I have an eBook dedicated to using X-Transformer, and it guides you through the multiple options available in the software, with some "recipes" for getting the best results.

Honourable Mention: Lightroom (or Photoshop) with Tweaked Settings

If you're unwilling or unable to use any of the above options, then the next best option is to use Lightroom and tweak the sharpening settings. By tweaking the sharpening settings, you can minimise the artefacts that Lightroom produces on X-Trans images.

This varies from image to image and may produce detrimental effects, but often, it may be better than just using the defaults. I've covered this in great detail many times before, and I've put all of the advice on this into an eBook which covers this and other details of working with Lightroom.

Why not other options?

So, why not other options like Luminar or On1 Raw. As I said at the beginning, this article is about what, I think, are the best options. There are other applications which will allow you to process RAW files from Fuji cameras and will give you varying degrees of quality. Still, in my opinion, most of these have too many tradeoffs to recommend them, even over Lightroom on its own. For example, in my opinion, the quality of X-Trans conversions in On1 Raw is not good enough, and in some cases produces a worse image than Lightroom. Even with the latest versions.

Luminar produces good quality detail but lacks support for the Fujifilm film simulations directly, and in my opinion, the asset management side is still too lacking to completely replace Lightroom. It can also be a bit slow, which makes working with many images at the same time challenging. Furthermore, with Luminar announcing yet another different “new” version of Luminar with Luminar Neo, I’m not sure if it’s a reliable long-term solution.

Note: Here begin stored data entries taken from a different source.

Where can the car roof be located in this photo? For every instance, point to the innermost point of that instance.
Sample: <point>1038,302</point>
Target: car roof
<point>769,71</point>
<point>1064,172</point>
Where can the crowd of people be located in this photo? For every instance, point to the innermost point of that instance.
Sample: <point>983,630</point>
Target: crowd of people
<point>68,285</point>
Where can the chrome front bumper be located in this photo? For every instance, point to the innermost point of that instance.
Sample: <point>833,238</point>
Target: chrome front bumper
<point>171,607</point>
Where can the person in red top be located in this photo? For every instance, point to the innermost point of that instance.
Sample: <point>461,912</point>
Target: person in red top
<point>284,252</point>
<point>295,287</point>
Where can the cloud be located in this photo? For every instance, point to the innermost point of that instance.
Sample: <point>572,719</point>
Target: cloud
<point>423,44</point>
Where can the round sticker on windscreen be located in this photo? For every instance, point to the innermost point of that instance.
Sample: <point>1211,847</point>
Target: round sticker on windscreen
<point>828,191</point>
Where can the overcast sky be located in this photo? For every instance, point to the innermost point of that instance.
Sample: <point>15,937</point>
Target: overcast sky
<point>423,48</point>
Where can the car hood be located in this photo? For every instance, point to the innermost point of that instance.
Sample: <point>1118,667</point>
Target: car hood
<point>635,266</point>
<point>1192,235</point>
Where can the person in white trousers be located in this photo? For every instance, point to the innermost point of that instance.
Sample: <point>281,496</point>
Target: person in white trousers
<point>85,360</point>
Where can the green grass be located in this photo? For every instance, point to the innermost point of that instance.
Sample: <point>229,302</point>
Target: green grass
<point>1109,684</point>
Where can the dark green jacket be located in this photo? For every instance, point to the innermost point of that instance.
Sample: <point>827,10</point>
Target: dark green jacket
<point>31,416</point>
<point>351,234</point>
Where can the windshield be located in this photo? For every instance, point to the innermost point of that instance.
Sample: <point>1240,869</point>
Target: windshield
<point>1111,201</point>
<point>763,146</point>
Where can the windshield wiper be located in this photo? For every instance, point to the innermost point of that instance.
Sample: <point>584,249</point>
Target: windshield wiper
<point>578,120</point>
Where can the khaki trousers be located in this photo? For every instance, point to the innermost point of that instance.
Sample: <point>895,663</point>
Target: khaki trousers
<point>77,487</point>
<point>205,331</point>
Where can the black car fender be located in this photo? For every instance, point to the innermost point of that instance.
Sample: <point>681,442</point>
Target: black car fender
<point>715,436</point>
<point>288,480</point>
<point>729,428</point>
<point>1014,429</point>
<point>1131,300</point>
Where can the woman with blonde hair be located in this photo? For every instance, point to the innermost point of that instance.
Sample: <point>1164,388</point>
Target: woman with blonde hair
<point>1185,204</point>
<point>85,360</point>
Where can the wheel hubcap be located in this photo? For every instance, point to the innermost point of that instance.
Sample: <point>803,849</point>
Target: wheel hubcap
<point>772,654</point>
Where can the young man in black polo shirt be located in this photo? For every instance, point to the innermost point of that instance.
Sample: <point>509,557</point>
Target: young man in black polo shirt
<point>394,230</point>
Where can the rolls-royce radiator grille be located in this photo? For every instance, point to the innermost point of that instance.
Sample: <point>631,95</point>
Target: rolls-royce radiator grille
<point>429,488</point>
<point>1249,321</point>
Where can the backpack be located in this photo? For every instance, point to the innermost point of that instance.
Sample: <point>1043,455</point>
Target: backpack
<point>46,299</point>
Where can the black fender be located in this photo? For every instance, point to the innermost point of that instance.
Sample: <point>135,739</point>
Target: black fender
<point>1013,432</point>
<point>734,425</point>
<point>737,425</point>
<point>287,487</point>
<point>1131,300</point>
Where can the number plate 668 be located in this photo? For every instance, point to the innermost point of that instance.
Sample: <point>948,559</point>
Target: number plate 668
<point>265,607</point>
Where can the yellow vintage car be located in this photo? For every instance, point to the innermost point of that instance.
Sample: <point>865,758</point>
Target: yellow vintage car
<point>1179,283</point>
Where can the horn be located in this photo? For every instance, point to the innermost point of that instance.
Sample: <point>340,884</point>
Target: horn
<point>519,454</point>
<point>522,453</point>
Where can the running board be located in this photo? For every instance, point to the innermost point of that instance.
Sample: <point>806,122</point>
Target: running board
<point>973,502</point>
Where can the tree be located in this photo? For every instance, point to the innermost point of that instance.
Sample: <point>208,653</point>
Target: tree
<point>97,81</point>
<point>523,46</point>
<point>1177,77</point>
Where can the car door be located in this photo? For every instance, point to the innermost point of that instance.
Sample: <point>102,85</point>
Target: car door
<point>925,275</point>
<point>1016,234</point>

I also don't recommend Iridient Developer any more because, in my opinion, X-Transformer and Lightroom are a better combination. Iridient Developer is not as fully featured and hasn't had any significant updates in quite some time, so you're better off using it in connection with Lightroom.

Choose your own adventure

At the end of the day, don’t take my word for it. Most of the options here are available as a trial of one form or another. The best judge of what’s best for you is…well, you. As I mentioned at the start of this article, these are my opinions, and many of the views here are subjective. You may feel differently about any or all of these choices. So, try them out for yourself, and see which is the most practical and best solution for you.